Pour Bergman lui-même, la première moitié du film est un échec. De moi qui ai pensé cela de la seconde moitié, doit-on dire que je n'ai pas compris La Honte ? Pourtant, tout paraissait clair : le couple formé par Ullman et von Sydow, situé à la ligne de crête entre l'ascension d'un jeune couple et la pente descendante des vieux époux, est stable. L'île de Fårö aussi joue bien son rôle dans cette dystopie guerroyante. Placés dans un nid d'insouciance monotone où le temps s'écoule au rythme d'une boîte à musique, les protagonistes sont surpris par une guerre contre laquelle ils semblent immunisés, non seulement par leur peur, mais surtout par leur incompréhension. Ils sont dans un doux état de choc qui se transmet très bien à nous.

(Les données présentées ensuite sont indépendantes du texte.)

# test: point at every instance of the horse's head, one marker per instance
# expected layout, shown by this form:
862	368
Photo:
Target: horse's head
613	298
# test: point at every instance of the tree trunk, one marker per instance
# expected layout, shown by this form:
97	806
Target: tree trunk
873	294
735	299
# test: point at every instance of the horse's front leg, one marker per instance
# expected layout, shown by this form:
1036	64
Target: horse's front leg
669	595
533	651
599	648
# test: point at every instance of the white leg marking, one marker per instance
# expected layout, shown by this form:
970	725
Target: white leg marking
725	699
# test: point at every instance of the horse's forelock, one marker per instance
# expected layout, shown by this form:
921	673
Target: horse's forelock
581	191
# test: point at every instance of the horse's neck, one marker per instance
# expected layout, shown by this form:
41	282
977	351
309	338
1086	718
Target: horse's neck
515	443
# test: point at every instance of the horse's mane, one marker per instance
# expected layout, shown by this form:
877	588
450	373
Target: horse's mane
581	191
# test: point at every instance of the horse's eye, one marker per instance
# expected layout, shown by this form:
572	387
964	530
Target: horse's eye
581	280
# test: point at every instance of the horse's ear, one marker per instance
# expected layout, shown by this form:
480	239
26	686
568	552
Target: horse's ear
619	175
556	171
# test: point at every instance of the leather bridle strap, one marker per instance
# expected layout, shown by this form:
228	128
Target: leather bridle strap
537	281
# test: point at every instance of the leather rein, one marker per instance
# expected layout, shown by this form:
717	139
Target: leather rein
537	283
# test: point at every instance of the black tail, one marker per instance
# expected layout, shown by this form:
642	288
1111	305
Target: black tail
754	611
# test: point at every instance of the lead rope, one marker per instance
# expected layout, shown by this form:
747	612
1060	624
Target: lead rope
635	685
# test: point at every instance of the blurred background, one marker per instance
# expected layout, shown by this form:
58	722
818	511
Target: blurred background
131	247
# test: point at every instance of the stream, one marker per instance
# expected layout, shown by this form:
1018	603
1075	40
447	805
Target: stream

Peut-être est-ce à cet univers désagréable que je me suis habitué, me faisant percevoir l'entrée dans la partie préférée de Bergman comme une rupture mal gérée, partant de quoi je n'aurais su l'apprécier. Pourtant, je ne trouve rien qui puisse défendre la violence gratuite, déchaînée autour d'une empathie alliée réduite à peu de choses au sein de cette guerre imaginaire. L'effet de surprise est passé, même pour les personnages qui semblent s'habituer aux combats. Pourtant la souffrance qu'elle leur cause n'est pas claire : est-ce la disruption d'une existence ennuyeuse ? L'extinction de l'espoir ? La perte - si peu emphasée - de leur maison ? Les époux sont sans attache, tout comme nous le sommes envers eux.
Quand l'adultère intervient sur cette île peuplée à hauteur d'un couple au kilomètre carré de pellicule, c'est incompréhensible. Et conséquemment, c'est une excuse trop faible pour que le personnage de von Sydow, d'un être émotif et réservé, devienne un meurtrier glacial et avide. Avide... de survie, oui. Mais pour une fois, il me semble que Bergman nous donne soif de justice pour ne pas l'étancher.